Dave Armstrong
- Discipline:
- Playwright / Screenwriter
- Highlight:
- Dave Armstrong is a successful and prolific New Zealand playwright and scriptwriter.
- Last Update:
- 14/10/2024, 05:49 pm
Dave Armstrong
Although Dave Armstrong is best known as a professional writer for theatre and television, he began his career as a trumpet player. After gaining a Bachelor of Music degree from Victoria University in Wellington, Dave studied in Basel, Switzerland and Los Angeles, USA.
He returned to New Zealand and performed with a number of musical groups including as a casual player with the New Zealand Symphony Orchestra and the Auckland Philharmonia, and as a member of the New Zealand Brass Quintet and Wellington Sinfonia. Two of his script adaptations, Le Bourgeois Gentilhomme and L'Histoire du Soldat have been performed by the New Zealand Chamber Orchestra in theatrical productions that Dave also directed.
Dave Armstrong is most well known for his stage plays. Westie is an adaptation of Charles Dickens A Christmas Carol, which had successful seasons at Downstage and Auckland Theatre Company in 2004. In 2005 Wellington's Circa Theatre commissioned The Tutor, which won best new New Zealand Play at the 2005 Chapman Tripp Theatre Awards. Next came King and Country; a musical play about the First World War, which has been performed at festivals throughout New Zealand, including the 2006 New Zealand International Festival of the Arts in Wellington. King and Country has been performed throughout the country and played on Radio New Zealand National. The radio adaptation was highly commended in the 2007 Media Peace Awards.

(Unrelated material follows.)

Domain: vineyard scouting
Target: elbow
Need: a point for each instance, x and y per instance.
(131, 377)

Dave Armstrong's hit Niu Sila, co-written with Laureate Oscar Kightley, played a sold-out season with the Auckland Theatre Company at AK05 (Auckland Festival) and won a Chapman Tripp Award for Best New Play. Niu Sila was performed at the 2007 Pasifika Styles Festival in Cambridge England.

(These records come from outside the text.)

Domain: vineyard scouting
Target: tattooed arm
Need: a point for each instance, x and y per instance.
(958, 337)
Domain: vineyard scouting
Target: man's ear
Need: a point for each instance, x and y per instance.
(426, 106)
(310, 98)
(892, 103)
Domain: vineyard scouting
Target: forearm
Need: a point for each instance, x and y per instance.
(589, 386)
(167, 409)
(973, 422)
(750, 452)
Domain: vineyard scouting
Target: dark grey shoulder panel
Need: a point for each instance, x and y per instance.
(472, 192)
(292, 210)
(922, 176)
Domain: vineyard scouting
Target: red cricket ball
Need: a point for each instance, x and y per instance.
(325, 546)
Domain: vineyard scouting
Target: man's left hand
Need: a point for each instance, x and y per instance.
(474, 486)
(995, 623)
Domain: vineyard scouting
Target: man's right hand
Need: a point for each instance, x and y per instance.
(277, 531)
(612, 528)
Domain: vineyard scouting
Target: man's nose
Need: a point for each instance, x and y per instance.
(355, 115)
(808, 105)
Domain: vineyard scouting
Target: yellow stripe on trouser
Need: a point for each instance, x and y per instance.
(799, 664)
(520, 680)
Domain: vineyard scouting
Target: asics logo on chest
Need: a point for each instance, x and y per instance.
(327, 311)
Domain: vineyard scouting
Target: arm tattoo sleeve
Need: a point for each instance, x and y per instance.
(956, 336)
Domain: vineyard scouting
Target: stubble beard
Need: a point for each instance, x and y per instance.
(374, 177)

In 2006, Dave and Oscar were chosen by Denis & Verna Adam to receive a donation as part of the Arts Foundation Award for Patronage. This award acknowledges an individual or couple who have contributed significantly to the arts as patrons. Denis & Verna were given $20,000 by the Foundation to distribute to artists of their choice to celebrate the occasion of the award, an amount that they doubled. Dave and Oscar received one of four donations of $10,000.
Le Sud was commissioned for Wanaka's Festival of Colour in 2009 and toured a sell-out season around the country. The play assumes that the French colonised the South Island in 1839 and are at odds with their "North Zealand" island neighbours.

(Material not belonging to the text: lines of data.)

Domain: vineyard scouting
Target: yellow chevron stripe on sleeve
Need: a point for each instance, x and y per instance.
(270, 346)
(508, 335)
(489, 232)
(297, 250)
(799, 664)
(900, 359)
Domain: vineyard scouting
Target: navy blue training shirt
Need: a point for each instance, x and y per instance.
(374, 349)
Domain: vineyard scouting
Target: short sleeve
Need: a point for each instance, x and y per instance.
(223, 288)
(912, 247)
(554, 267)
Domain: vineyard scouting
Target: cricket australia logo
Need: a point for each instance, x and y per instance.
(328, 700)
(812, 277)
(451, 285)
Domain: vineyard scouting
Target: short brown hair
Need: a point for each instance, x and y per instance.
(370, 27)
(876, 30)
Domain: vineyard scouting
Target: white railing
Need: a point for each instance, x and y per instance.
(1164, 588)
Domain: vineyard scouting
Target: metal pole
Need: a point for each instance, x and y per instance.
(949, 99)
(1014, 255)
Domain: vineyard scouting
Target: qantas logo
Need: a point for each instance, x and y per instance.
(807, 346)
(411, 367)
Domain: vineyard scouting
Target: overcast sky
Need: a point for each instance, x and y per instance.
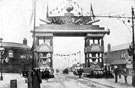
(15, 21)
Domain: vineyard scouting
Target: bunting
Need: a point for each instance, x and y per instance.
(73, 54)
(92, 12)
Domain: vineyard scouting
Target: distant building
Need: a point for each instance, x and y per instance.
(118, 56)
(16, 57)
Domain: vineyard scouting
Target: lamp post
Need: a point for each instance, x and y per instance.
(1, 52)
(133, 77)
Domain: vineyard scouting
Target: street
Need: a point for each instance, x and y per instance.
(64, 81)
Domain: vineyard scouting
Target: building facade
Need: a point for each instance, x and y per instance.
(16, 57)
(118, 56)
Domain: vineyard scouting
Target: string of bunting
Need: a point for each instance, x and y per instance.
(68, 54)
(63, 7)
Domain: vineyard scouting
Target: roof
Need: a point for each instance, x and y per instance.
(14, 45)
(120, 62)
(120, 47)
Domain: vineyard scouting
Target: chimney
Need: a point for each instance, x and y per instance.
(109, 48)
(25, 41)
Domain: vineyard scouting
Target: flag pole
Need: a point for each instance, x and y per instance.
(34, 19)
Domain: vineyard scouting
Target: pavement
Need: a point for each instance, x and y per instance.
(5, 83)
(110, 82)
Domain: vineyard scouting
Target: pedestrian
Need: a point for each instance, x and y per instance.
(80, 72)
(125, 73)
(116, 71)
(29, 78)
(46, 74)
(36, 79)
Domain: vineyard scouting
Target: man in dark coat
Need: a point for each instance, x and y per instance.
(116, 72)
(46, 74)
(80, 72)
(36, 79)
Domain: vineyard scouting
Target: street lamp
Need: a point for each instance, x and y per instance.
(1, 52)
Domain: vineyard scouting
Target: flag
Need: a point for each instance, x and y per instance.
(33, 10)
(47, 14)
(92, 12)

Dave Armstrong has also written for television. His screen credits include Seven Periods with Mr Gormsby, which he co-wrote and co-created, and he wrote The Semisis, the Pacific Island family from Skitz. Dave was script editor for first series of Bro'town, and wrote for four series of the PR political satire Spin Doctors, for which he won an Academy of Film and Television Award for best comedy script alongside with Roger Hall and James Griffin. Other TV credits include Project Q, a children's science show, and Jandals Away.
Dave has also written a book called True Colours; an account of the 1996 New Zealand General Election. A chapter from his novel The Speechwriter was selected for the 2007 Six Pack of writing published for New Zealand Book Month.
In 2011, The Motor Camp was commissioned by Circa Theatre in Wellington. Dave wrote this play based on a short story by Danny Mulheron. The Motor Camp is a glorious celebration of annual Kiwi camping rituals.